We can infer the president may not see things exactly as the general does — and these sorts of public differences aren’t a good sign of things to come.
Tensions between our operational commander and the White House could mean the general won’t get the troops and resources he’s asking for to bring home a winner.
In other words, instead of the heavier McChrystal plan or the lighter Biden plan, we’ll get “McChrystal Light” — essentially sawing the war baby in half.
In other words, Obama may commit some more U.S. troops, but not the 40,000 the general is requesting.
In this manner, Obama will show the military commanders who’s boss, he’ll look somewhat hawkish to those who think he’s weak on national security, while looking like he’s got a foot out the door with his increasingly unhappy base.
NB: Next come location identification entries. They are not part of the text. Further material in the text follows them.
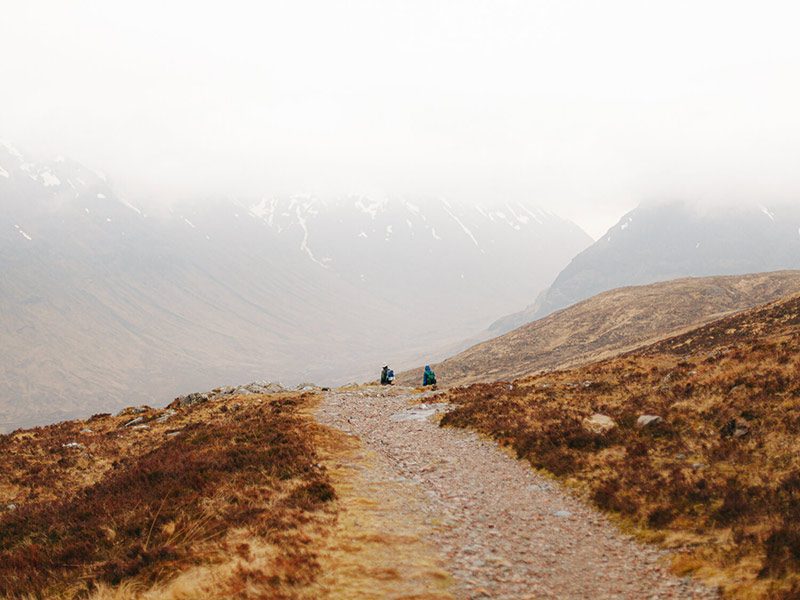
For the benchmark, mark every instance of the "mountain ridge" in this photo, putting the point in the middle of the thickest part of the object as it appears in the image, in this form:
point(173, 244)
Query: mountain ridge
point(607, 324)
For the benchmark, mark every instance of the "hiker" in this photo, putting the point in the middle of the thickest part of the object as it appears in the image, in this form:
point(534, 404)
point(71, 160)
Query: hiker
point(428, 377)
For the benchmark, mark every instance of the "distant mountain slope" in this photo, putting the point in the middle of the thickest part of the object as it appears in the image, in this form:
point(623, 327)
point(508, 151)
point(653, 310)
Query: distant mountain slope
point(659, 242)
point(102, 305)
point(486, 259)
point(689, 441)
point(609, 323)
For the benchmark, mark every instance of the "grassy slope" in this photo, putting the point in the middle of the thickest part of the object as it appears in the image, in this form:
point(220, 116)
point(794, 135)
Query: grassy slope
point(729, 505)
point(608, 324)
point(228, 507)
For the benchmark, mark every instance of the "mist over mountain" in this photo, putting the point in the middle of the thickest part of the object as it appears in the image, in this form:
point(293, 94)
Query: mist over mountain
point(103, 305)
point(669, 240)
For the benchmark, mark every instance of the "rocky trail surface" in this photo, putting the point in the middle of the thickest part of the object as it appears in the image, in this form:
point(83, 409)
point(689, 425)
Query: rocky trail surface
point(499, 529)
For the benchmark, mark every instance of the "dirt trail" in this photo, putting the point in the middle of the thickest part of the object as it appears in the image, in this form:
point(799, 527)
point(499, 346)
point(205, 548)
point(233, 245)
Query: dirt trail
point(498, 528)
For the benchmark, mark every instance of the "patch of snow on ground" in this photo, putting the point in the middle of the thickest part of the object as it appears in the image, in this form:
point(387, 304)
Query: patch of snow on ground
point(132, 207)
point(301, 220)
point(464, 228)
point(25, 235)
point(516, 218)
point(50, 180)
point(265, 210)
point(10, 149)
point(532, 214)
point(413, 209)
point(371, 207)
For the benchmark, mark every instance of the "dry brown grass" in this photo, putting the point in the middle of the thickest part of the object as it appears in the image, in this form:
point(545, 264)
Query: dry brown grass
point(233, 506)
point(729, 506)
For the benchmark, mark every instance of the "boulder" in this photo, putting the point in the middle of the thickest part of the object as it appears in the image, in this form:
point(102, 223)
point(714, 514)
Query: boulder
point(598, 423)
point(133, 410)
point(648, 421)
point(189, 400)
point(735, 428)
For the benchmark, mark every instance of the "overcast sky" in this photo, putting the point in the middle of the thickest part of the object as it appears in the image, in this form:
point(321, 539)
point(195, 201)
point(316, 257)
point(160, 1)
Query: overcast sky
point(585, 107)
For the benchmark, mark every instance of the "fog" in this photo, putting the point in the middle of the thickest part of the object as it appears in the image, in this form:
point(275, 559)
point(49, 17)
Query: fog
point(586, 107)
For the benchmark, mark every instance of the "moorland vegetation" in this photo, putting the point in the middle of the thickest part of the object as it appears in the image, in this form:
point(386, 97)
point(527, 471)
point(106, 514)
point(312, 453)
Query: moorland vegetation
point(219, 499)
point(712, 471)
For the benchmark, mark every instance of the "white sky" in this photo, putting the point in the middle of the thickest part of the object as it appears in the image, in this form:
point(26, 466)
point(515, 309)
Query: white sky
point(588, 107)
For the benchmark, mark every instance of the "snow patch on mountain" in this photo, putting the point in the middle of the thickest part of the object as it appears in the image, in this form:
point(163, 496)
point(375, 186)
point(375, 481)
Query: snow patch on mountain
point(370, 207)
point(463, 227)
point(49, 180)
point(413, 209)
point(10, 149)
point(265, 210)
point(301, 220)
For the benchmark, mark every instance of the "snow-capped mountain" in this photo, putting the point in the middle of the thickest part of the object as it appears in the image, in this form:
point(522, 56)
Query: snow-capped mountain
point(660, 242)
point(102, 305)
point(430, 255)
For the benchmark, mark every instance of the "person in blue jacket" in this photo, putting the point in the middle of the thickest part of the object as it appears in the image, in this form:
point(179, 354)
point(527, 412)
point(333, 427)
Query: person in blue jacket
point(428, 377)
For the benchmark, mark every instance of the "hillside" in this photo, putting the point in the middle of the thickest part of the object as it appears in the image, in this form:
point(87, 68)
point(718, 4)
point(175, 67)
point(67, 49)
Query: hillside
point(692, 442)
point(218, 498)
point(103, 305)
point(663, 241)
point(608, 324)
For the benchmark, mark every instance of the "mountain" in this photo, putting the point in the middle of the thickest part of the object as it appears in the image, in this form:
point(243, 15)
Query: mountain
point(104, 305)
point(691, 442)
point(486, 259)
point(664, 241)
point(608, 324)
point(659, 242)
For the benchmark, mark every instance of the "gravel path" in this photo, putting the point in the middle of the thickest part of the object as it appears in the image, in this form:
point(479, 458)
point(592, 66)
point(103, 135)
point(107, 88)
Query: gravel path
point(505, 532)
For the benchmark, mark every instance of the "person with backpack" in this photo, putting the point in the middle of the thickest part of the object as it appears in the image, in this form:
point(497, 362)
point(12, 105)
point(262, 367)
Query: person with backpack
point(428, 377)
Of course, this halfway approach will likely only get us half a victory — or, basically, a tie — over the likes of the Taliban, al-Qaeda and other terrorists.
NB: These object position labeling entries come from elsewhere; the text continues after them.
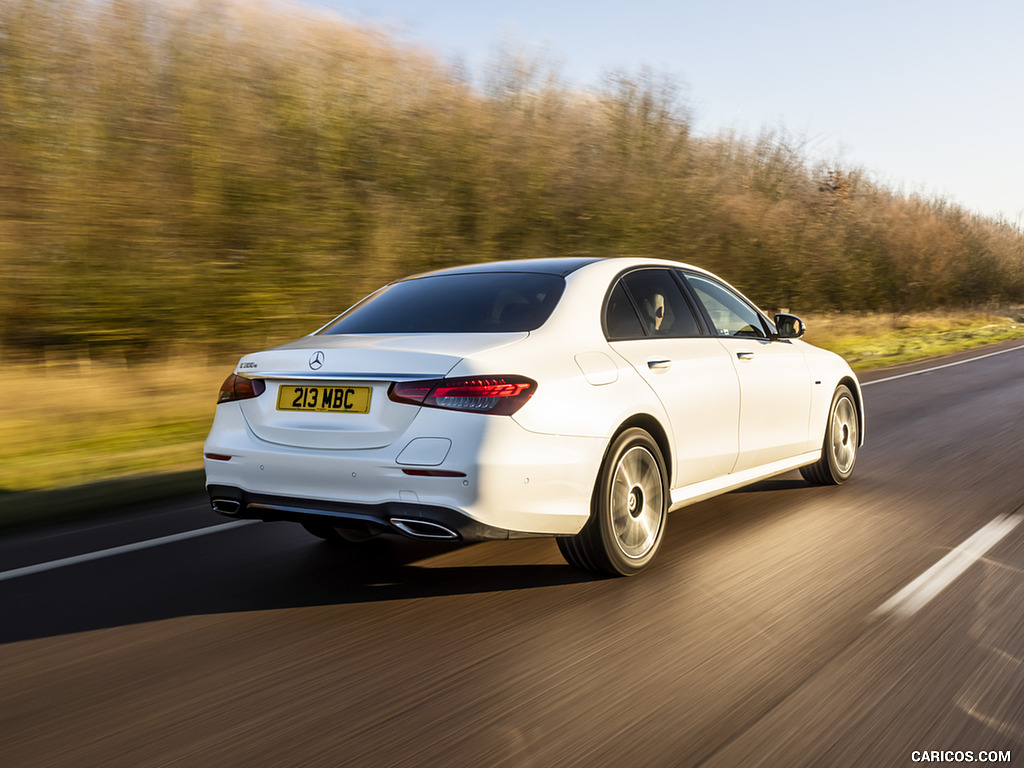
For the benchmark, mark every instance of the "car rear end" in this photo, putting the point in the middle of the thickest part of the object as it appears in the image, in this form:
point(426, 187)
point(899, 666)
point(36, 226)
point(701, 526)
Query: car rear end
point(407, 433)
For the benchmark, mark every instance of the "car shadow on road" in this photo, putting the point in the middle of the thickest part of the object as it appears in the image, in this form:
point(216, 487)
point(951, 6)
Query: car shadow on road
point(279, 566)
point(167, 583)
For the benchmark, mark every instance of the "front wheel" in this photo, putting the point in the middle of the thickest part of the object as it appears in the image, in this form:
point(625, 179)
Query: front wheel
point(628, 511)
point(839, 450)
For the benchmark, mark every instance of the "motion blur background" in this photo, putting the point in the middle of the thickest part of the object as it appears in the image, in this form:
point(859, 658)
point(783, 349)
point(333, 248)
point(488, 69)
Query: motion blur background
point(184, 181)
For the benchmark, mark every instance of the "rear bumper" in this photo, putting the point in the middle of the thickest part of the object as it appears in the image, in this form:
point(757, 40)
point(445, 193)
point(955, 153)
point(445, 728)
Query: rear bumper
point(499, 480)
point(412, 520)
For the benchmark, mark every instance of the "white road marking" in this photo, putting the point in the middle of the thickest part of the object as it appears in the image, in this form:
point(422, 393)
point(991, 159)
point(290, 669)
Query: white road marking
point(939, 368)
point(30, 569)
point(38, 568)
point(916, 594)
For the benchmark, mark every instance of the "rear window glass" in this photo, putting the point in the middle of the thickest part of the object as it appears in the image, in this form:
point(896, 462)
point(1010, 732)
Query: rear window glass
point(482, 302)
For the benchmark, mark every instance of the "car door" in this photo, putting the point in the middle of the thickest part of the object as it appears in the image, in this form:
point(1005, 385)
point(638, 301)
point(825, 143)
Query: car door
point(650, 322)
point(774, 382)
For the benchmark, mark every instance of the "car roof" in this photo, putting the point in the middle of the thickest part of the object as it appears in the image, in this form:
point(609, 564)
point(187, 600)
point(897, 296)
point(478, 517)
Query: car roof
point(559, 266)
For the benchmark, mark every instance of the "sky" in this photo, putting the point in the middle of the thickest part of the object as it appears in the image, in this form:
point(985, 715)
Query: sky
point(924, 94)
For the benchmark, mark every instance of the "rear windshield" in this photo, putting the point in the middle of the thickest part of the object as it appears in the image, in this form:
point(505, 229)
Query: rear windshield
point(482, 302)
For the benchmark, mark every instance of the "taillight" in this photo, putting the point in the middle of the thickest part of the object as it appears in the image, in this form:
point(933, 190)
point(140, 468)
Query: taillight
point(240, 388)
point(483, 394)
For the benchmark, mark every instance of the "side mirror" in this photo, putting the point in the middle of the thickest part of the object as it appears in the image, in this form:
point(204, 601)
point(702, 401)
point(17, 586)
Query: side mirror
point(790, 326)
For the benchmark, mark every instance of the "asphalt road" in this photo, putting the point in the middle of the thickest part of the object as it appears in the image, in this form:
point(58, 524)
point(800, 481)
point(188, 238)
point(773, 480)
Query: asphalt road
point(765, 634)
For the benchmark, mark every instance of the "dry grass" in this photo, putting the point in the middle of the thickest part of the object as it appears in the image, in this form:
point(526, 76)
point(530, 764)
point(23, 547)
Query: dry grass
point(70, 423)
point(876, 339)
point(67, 423)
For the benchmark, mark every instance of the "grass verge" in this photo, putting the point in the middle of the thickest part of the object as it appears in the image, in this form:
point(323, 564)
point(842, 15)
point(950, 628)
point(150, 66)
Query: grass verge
point(81, 438)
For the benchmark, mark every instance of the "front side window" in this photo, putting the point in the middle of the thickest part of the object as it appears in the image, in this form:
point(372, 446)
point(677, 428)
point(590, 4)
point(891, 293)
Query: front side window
point(648, 303)
point(476, 302)
point(729, 313)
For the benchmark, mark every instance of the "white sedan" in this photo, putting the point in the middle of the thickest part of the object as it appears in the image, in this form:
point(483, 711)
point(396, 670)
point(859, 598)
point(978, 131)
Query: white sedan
point(583, 398)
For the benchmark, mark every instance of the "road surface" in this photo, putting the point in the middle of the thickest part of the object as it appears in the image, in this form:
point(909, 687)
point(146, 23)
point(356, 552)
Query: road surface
point(866, 625)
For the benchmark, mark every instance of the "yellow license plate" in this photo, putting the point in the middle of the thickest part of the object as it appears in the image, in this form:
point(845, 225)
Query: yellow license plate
point(327, 399)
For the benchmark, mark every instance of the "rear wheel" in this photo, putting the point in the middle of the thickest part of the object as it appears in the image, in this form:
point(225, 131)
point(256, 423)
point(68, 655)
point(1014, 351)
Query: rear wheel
point(628, 510)
point(839, 451)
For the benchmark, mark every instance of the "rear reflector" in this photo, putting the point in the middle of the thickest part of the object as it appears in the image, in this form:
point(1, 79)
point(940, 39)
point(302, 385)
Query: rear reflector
point(433, 473)
point(484, 394)
point(240, 388)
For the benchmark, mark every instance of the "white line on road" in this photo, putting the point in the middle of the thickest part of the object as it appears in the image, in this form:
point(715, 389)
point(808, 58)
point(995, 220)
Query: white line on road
point(30, 569)
point(915, 595)
point(939, 368)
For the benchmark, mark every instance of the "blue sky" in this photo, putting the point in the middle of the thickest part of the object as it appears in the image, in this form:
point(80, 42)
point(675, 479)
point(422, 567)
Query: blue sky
point(927, 95)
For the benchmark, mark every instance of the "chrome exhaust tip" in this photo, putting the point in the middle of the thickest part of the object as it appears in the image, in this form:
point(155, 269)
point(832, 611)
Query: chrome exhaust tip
point(424, 529)
point(226, 506)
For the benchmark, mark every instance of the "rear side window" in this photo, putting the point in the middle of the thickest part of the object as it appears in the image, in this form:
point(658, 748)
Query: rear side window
point(648, 303)
point(481, 302)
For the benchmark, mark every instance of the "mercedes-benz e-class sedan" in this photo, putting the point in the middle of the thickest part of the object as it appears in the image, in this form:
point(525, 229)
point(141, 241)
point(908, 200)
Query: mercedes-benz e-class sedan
point(582, 398)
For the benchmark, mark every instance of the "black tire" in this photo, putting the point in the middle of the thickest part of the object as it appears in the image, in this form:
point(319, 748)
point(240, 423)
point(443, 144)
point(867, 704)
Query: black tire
point(629, 510)
point(839, 450)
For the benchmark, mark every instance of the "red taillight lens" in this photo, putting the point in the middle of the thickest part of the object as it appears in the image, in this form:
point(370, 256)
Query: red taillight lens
point(489, 394)
point(240, 388)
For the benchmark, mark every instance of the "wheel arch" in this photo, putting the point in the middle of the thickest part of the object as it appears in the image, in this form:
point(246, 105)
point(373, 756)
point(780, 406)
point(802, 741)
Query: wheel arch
point(653, 427)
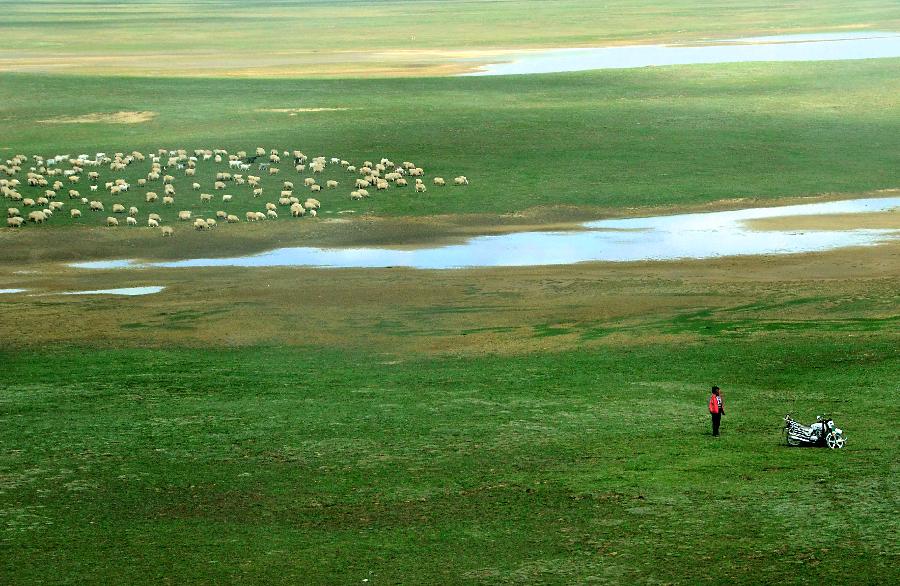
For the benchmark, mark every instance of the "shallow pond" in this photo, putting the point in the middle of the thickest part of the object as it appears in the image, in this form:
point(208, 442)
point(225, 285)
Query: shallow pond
point(807, 47)
point(124, 291)
point(682, 236)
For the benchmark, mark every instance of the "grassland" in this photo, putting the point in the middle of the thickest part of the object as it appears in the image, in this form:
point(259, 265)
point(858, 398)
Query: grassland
point(534, 424)
point(272, 38)
point(463, 427)
point(608, 140)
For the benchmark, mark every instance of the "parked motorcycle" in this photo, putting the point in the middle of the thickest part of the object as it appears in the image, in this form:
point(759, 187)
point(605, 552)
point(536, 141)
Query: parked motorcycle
point(821, 433)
Tie goes to the home team, right?
Unfortunately, this strategy will also mean greater instability in South Asia, including a nuclear-armed Pakistan, growing Taliban influence in Central Asia, more terror trouble for India — and, of course, an increased threat to the homeland and our interests overseas.
Of course, maybe all of this would all make sense if the president actually visited Afghanistan — something he hasn’t done since becoming commander in chief.
— Peter Brookes, a Heritage Foundation senior fellow, is a former CIA officer.